Elizabeth Fitzsimons, chief executive officer of Episcopal Community Services, said the organization’s Para Las Familias program has traditionally provided bilingual mental health services to children under the age of five, but the county’s subsidies have made it difficult. He said he could extend it to 12 years old with help. She said the additional resources will allow counselors to serve families, including older siblings, who are affected by a variety of stressful situations, from parental unemployment and divorce to neglect and domestic violence. I said it would be like this.
Fitzsimmons said, “We’ve found that when we come out of the pandemic, children are experiencing a lot of extra stress in their families, especially if they don’t have a lot of financial resources.
She added that additional funding is needed to boost the program’s overall capacity from 300 to 350.
Rest Haven, an organization first established to treat children with tuberculosis in the early 1900s, considers the current state of children’s mental health to be dire and is one of the largest in its history. , and has allocated $1 million to the already operational San Diego Center for Children. Extensive mental health care programs throughout the region.
Cass Kaminetz, executive director of Rest Haven, said the proposal for the Center for Children builds on the organization’s already extensive work in partnership with Rady to serve children. That history has given the board confidence, she said.
“The idea was already there, it was a proven concept. They just needed a kickstart to get it going, and I think that’s something that really resonated with the board.
Plans include launching new mental health access programs, expanding existing outpatient services, and expanding intensive services such as partial admissions and other “step-down” services for children who have recently been treated in hospital. It is included.
The grant is expected to expand capacity for approximately 1,450 young people annually.
Barron said funding isn’t the only difficulty in expanding mental health care programs. A severe labor shortage limits outreach efforts, but the new program uses “peer support specialists” and master’s degree-level graduates who need clinical experience to become licensed therapists and rapidly increase As a way to expand. A bill signed in 2020 allows licensing for peer support workers, and Barron said the access program will use the new law to expand care on base.

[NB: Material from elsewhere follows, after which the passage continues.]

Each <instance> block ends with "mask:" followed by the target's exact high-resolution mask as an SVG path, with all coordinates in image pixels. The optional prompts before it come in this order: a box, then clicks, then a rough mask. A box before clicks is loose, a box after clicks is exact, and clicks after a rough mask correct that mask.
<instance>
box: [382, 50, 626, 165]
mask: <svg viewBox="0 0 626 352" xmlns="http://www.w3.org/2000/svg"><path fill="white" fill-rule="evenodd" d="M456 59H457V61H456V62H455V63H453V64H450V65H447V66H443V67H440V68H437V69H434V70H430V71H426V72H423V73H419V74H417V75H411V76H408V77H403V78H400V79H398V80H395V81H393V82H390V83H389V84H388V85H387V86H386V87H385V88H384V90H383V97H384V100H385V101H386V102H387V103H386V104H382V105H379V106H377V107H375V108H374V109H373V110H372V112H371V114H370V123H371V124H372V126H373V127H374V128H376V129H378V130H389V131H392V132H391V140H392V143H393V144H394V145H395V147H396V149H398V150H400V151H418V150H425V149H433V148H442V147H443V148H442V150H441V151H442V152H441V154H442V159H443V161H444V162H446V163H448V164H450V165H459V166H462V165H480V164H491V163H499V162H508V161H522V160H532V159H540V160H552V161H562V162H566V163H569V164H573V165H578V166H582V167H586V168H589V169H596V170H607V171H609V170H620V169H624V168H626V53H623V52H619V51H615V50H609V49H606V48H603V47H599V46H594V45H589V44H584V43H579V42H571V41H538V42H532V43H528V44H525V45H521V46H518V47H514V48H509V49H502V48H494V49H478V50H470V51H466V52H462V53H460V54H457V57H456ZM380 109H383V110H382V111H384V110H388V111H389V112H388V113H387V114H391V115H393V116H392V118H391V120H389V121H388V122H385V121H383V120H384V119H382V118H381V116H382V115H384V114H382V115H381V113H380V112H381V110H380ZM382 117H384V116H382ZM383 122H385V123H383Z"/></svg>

“We need to do a better job of identifying what they can do, some of the preventive activities they can do, training them and being able to supervise them to provide that level of care. There is a Baron
Said. “Not everyone needs to see a psychiatrist or psychologist. We need to do a better job of making sure we have good matches.”
“The idea already existed, it was a proven concept, but we needed a kickstart to bring it to life.”